Lin also sees a strong case in the manufacturing and materials sectors driving AI build-up, given that emerging markets are a key global manufacturing hub. Rather than developing large language models, many EM companies are supplying memory chips, printed circuit boards, and industrial components for AI infrastructure. He says these businesses, together with banks and commodity producers, offer more visible earnings paths than more speculative growth names.
Within Asia, Lin highlights Korea and selected China-linked materials names as areas of interest. Korea is benefiting from AI demand, industrial order shifts and governance reform, while China continues to offer bottom-up opportunities in areas such as metals and commodities, and chemicals.
Fixed income views
Diwakar Vijayvergia, AB’s co-head of Asia fixed income, says the immediate concern from investors is stagflation. He acknowledges that higher oil prices will affect economies, but the duration of the shock matters as much as its intensity. AB does not see a recession or entrenched inflation as its base case. “Our internal assessment is still that we are going to see a couple of rate cuts in the next 12 to 18 months.” He adds that those expectations could change if the situation worsens, but for now AB is not positioning for a full-blown stagflation outcome.
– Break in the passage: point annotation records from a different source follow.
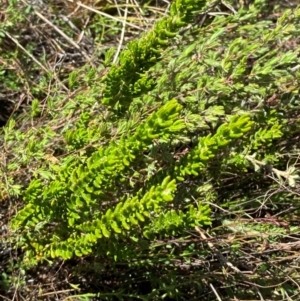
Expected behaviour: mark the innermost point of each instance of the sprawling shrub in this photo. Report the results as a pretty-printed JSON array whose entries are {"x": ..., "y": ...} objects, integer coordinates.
[{"x": 194, "y": 127}]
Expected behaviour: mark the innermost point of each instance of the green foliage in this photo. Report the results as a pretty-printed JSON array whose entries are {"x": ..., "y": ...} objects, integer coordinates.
[
  {"x": 208, "y": 132},
  {"x": 127, "y": 79}
]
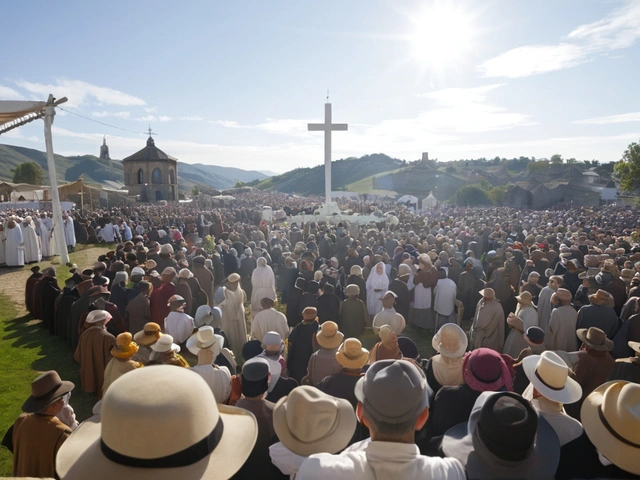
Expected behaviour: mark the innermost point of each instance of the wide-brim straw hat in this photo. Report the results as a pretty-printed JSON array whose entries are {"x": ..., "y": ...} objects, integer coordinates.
[
  {"x": 610, "y": 418},
  {"x": 329, "y": 336},
  {"x": 351, "y": 354},
  {"x": 45, "y": 390},
  {"x": 595, "y": 339},
  {"x": 149, "y": 430},
  {"x": 308, "y": 421},
  {"x": 450, "y": 341},
  {"x": 549, "y": 375},
  {"x": 149, "y": 335}
]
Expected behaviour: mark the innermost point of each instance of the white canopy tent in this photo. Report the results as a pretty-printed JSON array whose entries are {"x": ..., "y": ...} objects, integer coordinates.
[{"x": 14, "y": 114}]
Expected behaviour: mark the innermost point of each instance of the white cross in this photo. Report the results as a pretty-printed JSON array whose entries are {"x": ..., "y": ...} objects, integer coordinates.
[{"x": 327, "y": 127}]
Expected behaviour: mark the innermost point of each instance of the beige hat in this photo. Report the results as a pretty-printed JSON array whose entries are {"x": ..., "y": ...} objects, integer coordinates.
[
  {"x": 525, "y": 298},
  {"x": 308, "y": 421},
  {"x": 203, "y": 339},
  {"x": 550, "y": 376},
  {"x": 169, "y": 271},
  {"x": 143, "y": 435},
  {"x": 185, "y": 273},
  {"x": 329, "y": 336},
  {"x": 351, "y": 354},
  {"x": 163, "y": 345},
  {"x": 488, "y": 293},
  {"x": 595, "y": 338},
  {"x": 149, "y": 335},
  {"x": 96, "y": 316},
  {"x": 610, "y": 418},
  {"x": 450, "y": 341},
  {"x": 352, "y": 290}
]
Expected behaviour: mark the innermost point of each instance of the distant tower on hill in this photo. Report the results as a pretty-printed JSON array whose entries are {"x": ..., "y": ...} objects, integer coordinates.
[{"x": 104, "y": 150}]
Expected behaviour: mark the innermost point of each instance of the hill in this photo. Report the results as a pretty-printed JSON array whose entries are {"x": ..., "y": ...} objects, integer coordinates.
[
  {"x": 310, "y": 181},
  {"x": 95, "y": 170}
]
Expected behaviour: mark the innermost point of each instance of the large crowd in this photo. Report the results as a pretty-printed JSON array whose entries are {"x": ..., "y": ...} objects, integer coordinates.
[{"x": 222, "y": 345}]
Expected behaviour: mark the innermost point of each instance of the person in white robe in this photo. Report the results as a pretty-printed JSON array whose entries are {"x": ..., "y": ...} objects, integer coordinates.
[
  {"x": 526, "y": 316},
  {"x": 46, "y": 234},
  {"x": 269, "y": 320},
  {"x": 377, "y": 285},
  {"x": 30, "y": 239},
  {"x": 263, "y": 285},
  {"x": 69, "y": 232},
  {"x": 234, "y": 324},
  {"x": 14, "y": 244},
  {"x": 544, "y": 302}
]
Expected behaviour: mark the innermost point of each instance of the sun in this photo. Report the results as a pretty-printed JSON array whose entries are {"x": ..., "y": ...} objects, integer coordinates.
[{"x": 441, "y": 34}]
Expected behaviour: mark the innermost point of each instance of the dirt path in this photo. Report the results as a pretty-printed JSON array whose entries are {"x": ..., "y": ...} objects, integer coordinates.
[{"x": 12, "y": 281}]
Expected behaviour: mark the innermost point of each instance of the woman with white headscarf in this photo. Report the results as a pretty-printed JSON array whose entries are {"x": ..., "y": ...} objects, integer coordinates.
[
  {"x": 263, "y": 283},
  {"x": 377, "y": 285}
]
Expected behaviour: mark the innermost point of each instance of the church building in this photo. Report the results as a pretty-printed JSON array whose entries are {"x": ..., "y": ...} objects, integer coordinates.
[{"x": 151, "y": 175}]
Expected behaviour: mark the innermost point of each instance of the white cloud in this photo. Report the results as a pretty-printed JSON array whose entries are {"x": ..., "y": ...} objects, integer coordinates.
[
  {"x": 620, "y": 29},
  {"x": 80, "y": 93},
  {"x": 620, "y": 118},
  {"x": 7, "y": 93},
  {"x": 191, "y": 118},
  {"x": 104, "y": 114}
]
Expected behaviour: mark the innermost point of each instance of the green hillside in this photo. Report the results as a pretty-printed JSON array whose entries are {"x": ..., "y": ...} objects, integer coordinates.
[
  {"x": 310, "y": 181},
  {"x": 69, "y": 169}
]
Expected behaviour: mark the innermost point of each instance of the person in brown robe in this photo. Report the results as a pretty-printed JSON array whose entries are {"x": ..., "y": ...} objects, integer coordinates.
[
  {"x": 138, "y": 311},
  {"x": 387, "y": 348},
  {"x": 31, "y": 283},
  {"x": 37, "y": 434},
  {"x": 94, "y": 351}
]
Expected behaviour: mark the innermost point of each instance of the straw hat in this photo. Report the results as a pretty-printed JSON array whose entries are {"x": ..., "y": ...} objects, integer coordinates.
[
  {"x": 149, "y": 335},
  {"x": 308, "y": 421},
  {"x": 549, "y": 375},
  {"x": 147, "y": 436},
  {"x": 329, "y": 336},
  {"x": 96, "y": 316},
  {"x": 45, "y": 390},
  {"x": 163, "y": 345},
  {"x": 351, "y": 354},
  {"x": 610, "y": 418},
  {"x": 525, "y": 298},
  {"x": 600, "y": 297},
  {"x": 450, "y": 341},
  {"x": 595, "y": 338},
  {"x": 124, "y": 348},
  {"x": 487, "y": 293},
  {"x": 203, "y": 339}
]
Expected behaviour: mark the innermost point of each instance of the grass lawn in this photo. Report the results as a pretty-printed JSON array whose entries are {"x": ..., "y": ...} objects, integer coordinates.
[{"x": 27, "y": 350}]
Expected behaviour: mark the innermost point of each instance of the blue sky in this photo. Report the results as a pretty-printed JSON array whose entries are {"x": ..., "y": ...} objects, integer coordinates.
[{"x": 235, "y": 83}]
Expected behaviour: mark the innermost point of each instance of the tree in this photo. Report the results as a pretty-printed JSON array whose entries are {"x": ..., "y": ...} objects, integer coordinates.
[
  {"x": 628, "y": 168},
  {"x": 471, "y": 195},
  {"x": 29, "y": 172}
]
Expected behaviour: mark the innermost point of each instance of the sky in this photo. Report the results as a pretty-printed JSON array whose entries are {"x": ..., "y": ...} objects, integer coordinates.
[{"x": 236, "y": 83}]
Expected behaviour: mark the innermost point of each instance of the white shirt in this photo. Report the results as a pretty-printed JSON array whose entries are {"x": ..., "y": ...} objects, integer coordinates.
[
  {"x": 218, "y": 379},
  {"x": 269, "y": 320},
  {"x": 445, "y": 300},
  {"x": 381, "y": 460},
  {"x": 179, "y": 325}
]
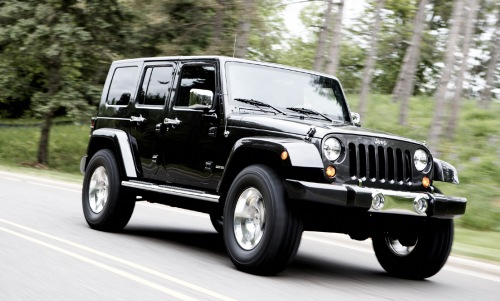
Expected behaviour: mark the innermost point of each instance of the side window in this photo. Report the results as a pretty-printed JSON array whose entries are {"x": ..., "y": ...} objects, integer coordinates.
[
  {"x": 155, "y": 85},
  {"x": 122, "y": 86},
  {"x": 199, "y": 77}
]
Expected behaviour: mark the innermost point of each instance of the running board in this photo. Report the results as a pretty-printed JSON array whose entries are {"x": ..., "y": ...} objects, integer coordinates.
[{"x": 172, "y": 190}]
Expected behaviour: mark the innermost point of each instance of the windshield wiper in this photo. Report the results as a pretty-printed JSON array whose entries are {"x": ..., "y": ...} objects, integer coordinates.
[
  {"x": 259, "y": 104},
  {"x": 309, "y": 112}
]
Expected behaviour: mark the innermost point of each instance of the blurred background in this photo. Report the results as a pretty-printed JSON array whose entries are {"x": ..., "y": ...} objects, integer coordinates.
[{"x": 425, "y": 69}]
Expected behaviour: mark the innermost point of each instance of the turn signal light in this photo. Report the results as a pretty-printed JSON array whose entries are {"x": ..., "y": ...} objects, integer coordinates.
[
  {"x": 426, "y": 182},
  {"x": 330, "y": 171},
  {"x": 284, "y": 155}
]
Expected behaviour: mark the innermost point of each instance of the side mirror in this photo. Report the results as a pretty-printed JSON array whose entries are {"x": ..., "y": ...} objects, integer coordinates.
[
  {"x": 200, "y": 99},
  {"x": 356, "y": 119}
]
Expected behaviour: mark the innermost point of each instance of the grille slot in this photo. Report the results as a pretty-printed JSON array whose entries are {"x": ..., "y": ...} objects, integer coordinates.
[{"x": 378, "y": 163}]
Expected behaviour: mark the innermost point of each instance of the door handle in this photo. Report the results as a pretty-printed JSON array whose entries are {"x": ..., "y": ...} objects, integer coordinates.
[
  {"x": 137, "y": 119},
  {"x": 173, "y": 122}
]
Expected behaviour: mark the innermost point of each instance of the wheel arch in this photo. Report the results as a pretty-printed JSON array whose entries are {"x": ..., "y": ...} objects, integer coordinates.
[
  {"x": 119, "y": 143},
  {"x": 268, "y": 151}
]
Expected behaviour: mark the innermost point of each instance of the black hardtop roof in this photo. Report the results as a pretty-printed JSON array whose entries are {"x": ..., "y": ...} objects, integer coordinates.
[{"x": 222, "y": 59}]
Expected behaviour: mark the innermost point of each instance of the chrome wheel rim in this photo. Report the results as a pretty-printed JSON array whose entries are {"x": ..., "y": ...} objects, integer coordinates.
[
  {"x": 249, "y": 218},
  {"x": 397, "y": 248},
  {"x": 98, "y": 189}
]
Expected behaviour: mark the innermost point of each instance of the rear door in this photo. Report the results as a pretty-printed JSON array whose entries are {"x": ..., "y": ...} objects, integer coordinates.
[{"x": 147, "y": 115}]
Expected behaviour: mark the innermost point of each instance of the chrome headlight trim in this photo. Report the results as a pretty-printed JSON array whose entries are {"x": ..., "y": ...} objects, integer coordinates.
[
  {"x": 420, "y": 159},
  {"x": 332, "y": 148}
]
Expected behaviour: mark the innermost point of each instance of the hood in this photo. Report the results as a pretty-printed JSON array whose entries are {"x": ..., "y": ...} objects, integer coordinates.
[{"x": 300, "y": 127}]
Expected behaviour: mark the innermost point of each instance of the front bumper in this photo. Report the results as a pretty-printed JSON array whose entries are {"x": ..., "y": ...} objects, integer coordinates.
[{"x": 395, "y": 202}]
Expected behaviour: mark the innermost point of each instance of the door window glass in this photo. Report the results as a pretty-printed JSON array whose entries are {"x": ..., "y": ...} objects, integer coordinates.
[
  {"x": 155, "y": 85},
  {"x": 195, "y": 77},
  {"x": 122, "y": 86}
]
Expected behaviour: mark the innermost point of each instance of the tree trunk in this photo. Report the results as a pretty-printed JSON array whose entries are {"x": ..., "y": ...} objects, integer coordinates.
[
  {"x": 485, "y": 97},
  {"x": 53, "y": 87},
  {"x": 243, "y": 32},
  {"x": 219, "y": 19},
  {"x": 468, "y": 24},
  {"x": 43, "y": 146},
  {"x": 370, "y": 60},
  {"x": 439, "y": 97},
  {"x": 323, "y": 35},
  {"x": 408, "y": 77},
  {"x": 334, "y": 53}
]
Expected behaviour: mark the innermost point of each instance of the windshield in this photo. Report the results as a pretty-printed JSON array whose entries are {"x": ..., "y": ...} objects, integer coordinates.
[{"x": 287, "y": 90}]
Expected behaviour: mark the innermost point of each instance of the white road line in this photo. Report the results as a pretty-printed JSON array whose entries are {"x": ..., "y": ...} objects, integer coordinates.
[
  {"x": 459, "y": 265},
  {"x": 457, "y": 268},
  {"x": 108, "y": 268},
  {"x": 53, "y": 186},
  {"x": 144, "y": 269}
]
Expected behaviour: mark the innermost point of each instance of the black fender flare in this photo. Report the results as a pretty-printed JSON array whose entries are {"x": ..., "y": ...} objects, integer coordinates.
[
  {"x": 300, "y": 154},
  {"x": 445, "y": 172},
  {"x": 121, "y": 142}
]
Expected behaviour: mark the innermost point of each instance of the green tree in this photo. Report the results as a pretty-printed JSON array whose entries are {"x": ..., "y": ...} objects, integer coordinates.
[{"x": 57, "y": 45}]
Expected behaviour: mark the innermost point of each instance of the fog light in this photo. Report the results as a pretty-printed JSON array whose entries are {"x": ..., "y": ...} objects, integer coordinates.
[
  {"x": 330, "y": 171},
  {"x": 378, "y": 201},
  {"x": 420, "y": 204}
]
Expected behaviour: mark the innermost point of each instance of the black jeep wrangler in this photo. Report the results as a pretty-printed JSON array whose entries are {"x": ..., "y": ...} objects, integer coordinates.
[{"x": 268, "y": 151}]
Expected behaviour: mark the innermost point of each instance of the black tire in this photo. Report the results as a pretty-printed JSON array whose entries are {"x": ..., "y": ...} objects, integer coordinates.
[
  {"x": 217, "y": 222},
  {"x": 281, "y": 229},
  {"x": 109, "y": 208},
  {"x": 426, "y": 257}
]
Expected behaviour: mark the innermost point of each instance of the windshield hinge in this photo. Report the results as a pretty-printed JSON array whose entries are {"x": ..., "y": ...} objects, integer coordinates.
[{"x": 310, "y": 134}]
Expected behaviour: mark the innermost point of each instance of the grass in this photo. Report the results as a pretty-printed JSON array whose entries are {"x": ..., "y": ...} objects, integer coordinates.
[
  {"x": 68, "y": 143},
  {"x": 477, "y": 244}
]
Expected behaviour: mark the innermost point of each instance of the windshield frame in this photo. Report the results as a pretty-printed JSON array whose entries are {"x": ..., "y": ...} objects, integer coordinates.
[{"x": 342, "y": 116}]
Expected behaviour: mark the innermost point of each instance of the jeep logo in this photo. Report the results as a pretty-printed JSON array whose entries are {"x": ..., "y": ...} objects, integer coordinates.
[{"x": 380, "y": 142}]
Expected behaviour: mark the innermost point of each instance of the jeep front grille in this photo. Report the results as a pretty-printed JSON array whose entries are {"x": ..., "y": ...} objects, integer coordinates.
[{"x": 378, "y": 163}]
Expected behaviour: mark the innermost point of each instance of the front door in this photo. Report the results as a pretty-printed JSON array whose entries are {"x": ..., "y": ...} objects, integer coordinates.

In Asia, Vijayvergia says the region is exposed because most countries are net importers of oil and gas, with Malaysia the notable exception. AB has an overall positive view of the country, but it is not invested there. Although the currency has performed well, offshore investors have limited access to the market.
Lin notes that AB is not invested in Malaysian equities, as valuations are high — not because of corporate earnings, but due to the “large permanent domestic buyer base in the form of Khazanah” that is constantly buying up the market and causing valuations to be elevated.
Despite this, Vijayvergia argues that Asian economies are entering this period from a stronger starting point than in past episodes, even if policymakers have limited room to respond aggressively.
Meanwhile, he remains positive on Asia high yield, which he says has become more diversified and less tied to China property risk. “You can still make 8% for the next two years without taking much risk,” he says, referring to yield-to-maturity opportunities in the asset class. He notes that China’s real estate has shrunk sharply as a share of the index, while corporate funding conditions have improved.